Use of the p-value as a size-dependent function to address practical differences when analyzing large datasets

This article has been Reviewed by the following groups

Read the full article See related articles

Discuss this preprint

Start a discussion What are Sciety discussions?

Abstract

Biomedical research has come to rely on p-values as a deterministic measure for data-driven decision making. In the largely extended null-hypothesis significance testing (NHST) for identifying statistically significant differences among groups of observations, a single p-value computed from sample data is routinely compared with a threshold, commonly set to 0.05, to assess the evidence against the hypothesis of having non-significant differences among groups, or the null hypothesis. Because the estimated p-value tends to decrease when the sample size is increased, applying this methodology to large datasets results in the rejection of the null hypothesis, making it not directly applicable in this specific situation. Herein, we propose a systematic and easy-to-follow method to detect differences based on the dependence of the p-value on the sample size. The proposed method introduces new descriptive parameters that overcome the effect of the size in the p-value interpretation in the framework of large datasets, reducing the uncertainty in the decision about the existence of biological/clinical differences between the compared experiments. This methodology enables both the graphical and quantitative characterization of the differences between the compared experiments guiding the researchers in the decision process. An in-depth study of the proposed methodology is carried out using both simulated and experimentally obtained data. Simulations show that under controlled data, our assumptions on the p-value dependence on the sample size holds. The results of our analysis in the experimental datasets reflect the large scope of this approach and its interpretability in terms of common decision-making and data characterization tasks. For both simulated and real data, the obtained results are robust to sampling variations within the dataset.

Article activity feed

  1. ###Reviewer #2:

    The authors describe the dependence of the p-value on sample size (which is true by definition) and offer a solution, using simulated data and an applied example.

    I'm not sure that the introduction successfully motivates the paper. It is unclear whether this is due to misunderstandings by the authors of some key points, or rather is a matter of awkward communication, such that the authors' intentions are accurately conveyed.
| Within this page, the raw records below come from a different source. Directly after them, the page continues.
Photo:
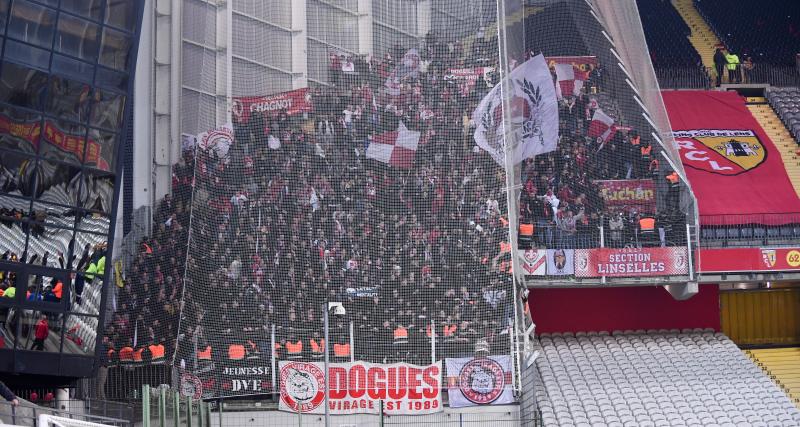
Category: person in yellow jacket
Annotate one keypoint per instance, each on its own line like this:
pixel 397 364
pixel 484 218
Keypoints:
pixel 734 73
pixel 95 268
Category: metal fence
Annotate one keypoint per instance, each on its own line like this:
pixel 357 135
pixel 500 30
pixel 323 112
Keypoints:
pixel 26 414
pixel 163 407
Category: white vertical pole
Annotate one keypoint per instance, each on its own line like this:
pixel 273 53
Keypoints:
pixel 272 356
pixel 352 344
pixel 433 341
pixel 327 363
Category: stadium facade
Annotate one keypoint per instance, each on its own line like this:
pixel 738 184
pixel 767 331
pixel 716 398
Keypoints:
pixel 67 79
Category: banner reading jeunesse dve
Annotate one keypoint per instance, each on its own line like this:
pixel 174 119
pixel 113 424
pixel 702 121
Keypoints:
pixel 292 102
pixel 633 262
pixel 358 388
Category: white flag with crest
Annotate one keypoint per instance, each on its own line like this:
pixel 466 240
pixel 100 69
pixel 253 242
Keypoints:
pixel 534 114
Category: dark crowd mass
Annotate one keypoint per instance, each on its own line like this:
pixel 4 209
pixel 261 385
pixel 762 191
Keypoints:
pixel 292 213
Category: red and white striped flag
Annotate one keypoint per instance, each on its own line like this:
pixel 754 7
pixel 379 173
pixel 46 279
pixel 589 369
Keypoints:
pixel 397 148
pixel 570 80
pixel 602 127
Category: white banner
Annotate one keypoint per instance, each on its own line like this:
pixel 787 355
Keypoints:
pixel 560 262
pixel 534 114
pixel 534 262
pixel 482 381
pixel 358 388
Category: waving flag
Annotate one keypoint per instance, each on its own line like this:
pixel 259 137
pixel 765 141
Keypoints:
pixel 397 148
pixel 602 127
pixel 534 114
pixel 409 67
pixel 570 80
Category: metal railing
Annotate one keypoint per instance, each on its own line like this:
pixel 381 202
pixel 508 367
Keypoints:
pixel 26 414
pixel 779 229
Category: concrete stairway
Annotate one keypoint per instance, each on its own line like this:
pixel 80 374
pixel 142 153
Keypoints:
pixel 782 139
pixel 703 38
pixel 783 366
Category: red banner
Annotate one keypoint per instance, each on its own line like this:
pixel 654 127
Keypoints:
pixel 733 260
pixel 631 262
pixel 583 63
pixel 466 78
pixel 734 168
pixel 293 102
pixel 359 387
pixel 55 137
pixel 628 194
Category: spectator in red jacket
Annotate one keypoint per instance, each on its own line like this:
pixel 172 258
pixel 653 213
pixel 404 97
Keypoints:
pixel 40 333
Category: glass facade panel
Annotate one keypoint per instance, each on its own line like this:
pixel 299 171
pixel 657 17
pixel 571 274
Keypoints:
pixel 19 130
pixel 111 79
pixel 101 151
pixel 57 182
pixel 62 140
pixel 3 15
pixel 97 193
pixel 115 49
pixel 72 68
pixel 65 68
pixel 19 177
pixel 77 37
pixel 68 99
pixel 27 54
pixel 107 109
pixel 22 86
pixel 121 14
pixel 32 23
pixel 92 9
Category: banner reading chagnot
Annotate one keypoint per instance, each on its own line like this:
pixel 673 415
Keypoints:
pixel 359 387
pixel 292 102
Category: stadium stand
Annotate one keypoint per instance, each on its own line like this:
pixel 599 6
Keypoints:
pixel 783 366
pixel 702 37
pixel 786 102
pixel 677 63
pixel 310 195
pixel 781 136
pixel 655 378
pixel 768 35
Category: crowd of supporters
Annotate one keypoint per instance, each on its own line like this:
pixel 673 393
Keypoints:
pixel 293 212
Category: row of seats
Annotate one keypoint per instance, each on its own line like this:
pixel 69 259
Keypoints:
pixel 667 35
pixel 769 34
pixel 662 378
pixel 786 102
pixel 744 235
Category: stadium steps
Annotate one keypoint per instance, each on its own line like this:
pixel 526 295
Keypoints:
pixel 703 38
pixel 783 366
pixel 782 139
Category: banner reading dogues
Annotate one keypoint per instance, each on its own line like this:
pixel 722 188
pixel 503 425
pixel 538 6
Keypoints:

    The authors note the link between the p-value and sample size. In particular, the authors suggest that statistical significance can be achieved by using a sufficiently large sample size, and they call this 'p-hacking'. I certainly don't recognise use of a large sample size as an example of p-hacking. Instead, this term refers to analytical behaviours which cause the p-value to lose its advertised properties (advertised type 1 error rate). Examples would include taking repeated looks at data without making any appropriate adjustment, trying tests on different groupings of data (and selecting results on the basis of significance), or trying different definitions of an outcome measure. The key point is that, when these actions are performed, reported p-values are no longer valid p-values - they do not behave as they are supposed to. So straight away the authors' argument becomes confusing. Are they criticising the behaviour of the valid p-value? Or are they trying to criticise behaviours that cause the p-value to lose its stated properties? This point remains very unclear. I believe the authors are attempting the former, but wrongly describe this as an example of p-hacking.

    But other statements in the introduction invite further confusion. The authors say " even when comparing the mean value of two groups with identical distribution, statistically significant differences among the groups can always be found as long as a sufficiently large number of observations is available using any of the conventional statistical tests (i.e., Mann Whitney U-test (Mann and Whitney, 1947), Rank Sum test (Wilcoxon, 1945), Student's ttest (Student, 1908)) (Bruns and Ioannidis, 2016)." Again, it is unclear what the authors are trying to say here, and the statement is clearly false under the most obvious interpretation. If the authors are saying that significance will always be found when the null is true and model assumptions are correct provided that the sample size is large, then this is clearly false. In this case, the test will reject the null 5% of the time, using a significance threshold of 5%. The authors can easily confirm this for themselves with a simple simulation. Are the authors trying to make the point that the error rate is conditional not only on the null, but also on the test assumptions (and so when they are violated the test may reject erroneously?) They certainly do not state this, and the fact that they refer to 'identical distribution' suggests otherwise. Another way the test assumptions could be violated is if actual p-hacking (see examples above) were present, such that the reported p-values were no longer valid. Again, the authors do not tell us that this is what they mean, if they in fact do, and this would be a criticism of p-hacking behaviours rather than of the p-value.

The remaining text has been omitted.